Can you check if the affected route is Selected in

netbird routes list when the issue happens?

oddlama commented 4 months ago

I seem to have exactly the same issue, on a different operating system (NixOS). I'm using client version 0.27.4. I can ping all peers but cannot ping anything in the attached network on the routing peer.

netbird routes list shows:

Available Routes:

  - ID: home
    Network: 192.168.1.0/24
    Status: Selected

ip route shows:

default via 192.168.178.1 dev lan1 proto dhcp src 192.168.178.77 metric 10 # just my normal network, not the routed network!
100.73.0.0/16 dev wt-home proto kernel scope link src 100.73.111.47

There is also no routing table named netbird, but ip route show all shows the desired route. I can't get it to work by rebooting.

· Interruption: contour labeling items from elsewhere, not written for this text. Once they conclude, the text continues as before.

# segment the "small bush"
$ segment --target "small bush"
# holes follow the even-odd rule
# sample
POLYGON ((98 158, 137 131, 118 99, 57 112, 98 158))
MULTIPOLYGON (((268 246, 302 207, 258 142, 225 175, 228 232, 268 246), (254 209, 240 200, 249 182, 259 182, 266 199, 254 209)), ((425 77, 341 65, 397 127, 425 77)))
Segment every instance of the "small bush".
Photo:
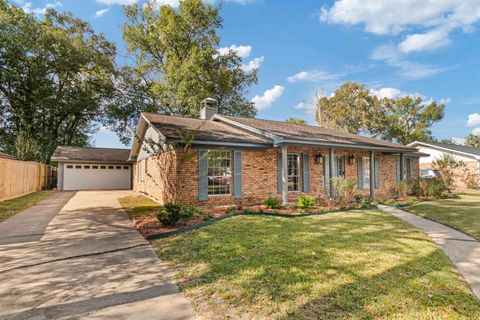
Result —
POLYGON ((300 196, 300 198, 298 198, 297 207, 302 209, 310 209, 315 207, 316 203, 317 198, 314 196, 300 196))
POLYGON ((265 201, 263 201, 263 204, 270 209, 278 209, 282 206, 280 199, 272 196, 271 194, 269 194, 265 201))
POLYGON ((157 219, 165 226, 175 226, 180 220, 190 219, 200 213, 202 209, 196 206, 166 203, 157 212, 157 219))
POLYGON ((358 194, 357 179, 347 179, 344 177, 335 177, 332 179, 333 190, 335 190, 336 201, 342 207, 347 207, 355 201, 355 196, 358 194))

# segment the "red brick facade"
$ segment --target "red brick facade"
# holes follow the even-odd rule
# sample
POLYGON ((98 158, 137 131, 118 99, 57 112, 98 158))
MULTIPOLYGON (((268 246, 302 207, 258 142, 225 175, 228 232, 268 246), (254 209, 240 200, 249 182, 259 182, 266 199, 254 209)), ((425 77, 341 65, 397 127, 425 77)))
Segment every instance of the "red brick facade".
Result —
MULTIPOLYGON (((235 199, 233 195, 209 196, 208 200, 200 201, 198 197, 198 150, 194 150, 194 157, 190 161, 178 168, 177 175, 184 190, 181 192, 181 201, 184 203, 200 206, 211 205, 238 205, 238 204, 258 204, 265 200, 269 194, 281 197, 277 193, 277 163, 280 148, 270 148, 264 151, 243 151, 242 156, 242 191, 243 198, 235 199)), ((324 190, 324 166, 315 163, 315 155, 320 152, 328 156, 328 149, 314 147, 296 147, 289 146, 288 153, 300 153, 309 155, 310 165, 310 192, 290 192, 289 201, 294 202, 302 194, 309 194, 316 197, 325 197, 324 190)), ((345 159, 345 176, 347 178, 358 178, 358 157, 368 157, 368 151, 354 151, 346 149, 336 149, 335 155, 343 156, 345 159), (348 157, 353 155, 356 159, 355 164, 348 163, 348 157)), ((379 152, 375 156, 380 160, 380 187, 376 194, 381 196, 383 190, 388 184, 396 183, 396 157, 391 155, 382 155, 379 152)), ((160 203, 165 201, 162 195, 161 182, 159 182, 158 160, 149 158, 142 161, 143 177, 138 177, 138 164, 135 163, 133 170, 134 190, 147 194, 160 203), (147 163, 147 164, 146 164, 147 163), (146 165, 145 165, 146 164, 146 165), (145 171, 146 169, 146 171, 145 171)), ((419 164, 418 158, 412 158, 412 175, 418 177, 419 164)), ((360 190, 364 195, 369 195, 370 191, 360 190)))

oddlama commented 4 months ago

I did some investigating today, and as it turns out I was searching in the wrong place after all. The routes on all clients are set correctly, the table just seems to not have the name netbird. The issue for me was actually in the nftables configuration of the routing peer.

Since netbird already adds its own table to nftables I blindly assumed that this is all that would be needed, but the other forward filter in my firewall (not the one by netbird) of course still dropped the forwarded packets. As @lfarkas configuration started working after a restart my guess would be that this has also been related to some invalid firewall state or network configuration that got reset with a restart.

nazarewk commented 4 months ago

@oddlama you might be hitting https://github.com/netbirdio/netbird/issues/2023 (I noticed you were commenting on my NixOS PR for running multiple Netbird instances).

oddlama commented 4 months ago

Oh true, that could be related! Thanks for the pointer!